FEIJÃO COM CARNE

Quando trabalhava em uma concessionária de Energia Elétrica, fazia parte da equipe de emergência. Em duplas, cuidávamos de nossa cidade e varias outras da região. Tanto a parte urbana como a rural no período noturno.

Em uma noite muito chuvosa, fomos acionados pela central para um evento na zona rural, após meu parceiro pegar todos os dados, pegamos o mapa estudamos e chegamos à seguinte conclusão: Era muito longe, com uma estrada muito ruim, alem de ser PARTICULAR, o que transferia a responsabilidade de manutenção para o proprietário.

Passamos as informações para a central, pedindo o cancelamento daquela ordem de serviço, sendo recusada por estarem sem o SISTEMA.

Preparamos a camionete 4x4 traçada e nova, e nos dirigimos para a fazenda, apesar de ser ótima, era muito pesada e baixa, portanto quando batia o peito no solo, ela ficava suspensa, descíamos e calçávamos as rodas e saiamos molhados e sujos.

Eu gostava muito destes eventos, ganhava relativamente bem, tinha muita aventura, carro bom, me sentia o rei do rally. Todas as provas realizadas deste esporte eram durante o dia, e as nossas durante a noite, com muito mais adrenalina, sem apoio, sem planejamento preliminar e com tempo para cumprir. Quando utilizávamos as F350, com cinco toneladas e sem tração, ai sim éramos os Deuses dos rallys.

Chegamos ao local e concluímos que realmente era PARTICULAR, neste local não pegava radio nem celular, portanto todas as decisões seriam nossas.

Enquanto observávamos, embaixo de uma chuva forte, o caseiro da fazenda sai ate o alpendre nos saúda e nos convida:

- Bas noite! Muitos problemas?

- Noite! Hoje esta muito difícil. Respondi enquanto meu parceiro reclamava de um pingo de chuva dentro do olho.

- Chega pra dentro, pra modi fugir da chuva.

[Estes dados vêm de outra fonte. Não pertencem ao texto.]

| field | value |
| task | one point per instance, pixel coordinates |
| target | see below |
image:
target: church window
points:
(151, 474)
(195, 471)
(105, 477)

Entramos na casa simples, fogão de lenha no canto aceso, exalava um cheiro muito bom de comida, do outro lado o quarto e no fundo o banheiro.

-Abanquem, já falei pro patrão arrumar, mais ele é muito pão duro, já falei que num dianta ligar, cêis nunca vem, cêis devem ser novos, os véios nunca vêm.

- La na central que devem ser novos, nos mandaram vir mesmo sabendo que é PARTICULAR.

- Cêis tão tudo moiado, toma uma pinguinha pra modi esquentar.

Apesar do calor do fogão, estávamos molhados e com muito frio e naquele momento, ate xixi de vaca eu tomaria para esquentar.

Malandro véio, muitos anos de emergência, muitos atendimentos rurais, conhecedor da simplicidade e cortesia do homem do campo, logo após o caseiro servir nossas pingas, disparei paro o meu parceiro:

- Cuidado com a pinga, você esta dirigindo e esta sem comer nada o dia todo, não vai ficar bêbado. Com certeza, seu Zé nos ofereceria algo para comer.

- Mas óia! Fiz uma carne com feijão inda agorinha, ta boa dimais, pega ali nu fogão, vou ajeitar us trem pro cêis comer.

- Muito agradecido, mas não precisa se incomodar, outra hora a gente come.

- Di jeito ninhum! Cêis bebi a pinguinha e come um cadinho, é simples mais ta gostoso.

- Feijão com carne, nunca vi...

- É simples:

- Nun cardeirão fundo, coloque a banha de porco, o aio, cebola e loro, corte a ponta di peito du tamanho que cêis quiser, tempere com sar, pimenta e limão china, frite na banha, ate ficar doradinha, ponha um tanto bom de feijão e deixe cozinhar por uma hora, colocando mais água todo tempo pra modi num fica seca.

- Tomei três pingas, comi duas pratadas, nisso a chuva amainou. Antes de ir embora consertamos o defeito, era o mínimo que podíamos fazer pela hospitalidade, não registramos o serviço e voltamos pra casa.

Já fiz na panela de pressão, com ponta de peito, com fraudinha, com pernil, com paleta, ficou muito bom, mas nunca ficou igual a do seu Zé, fartô argo.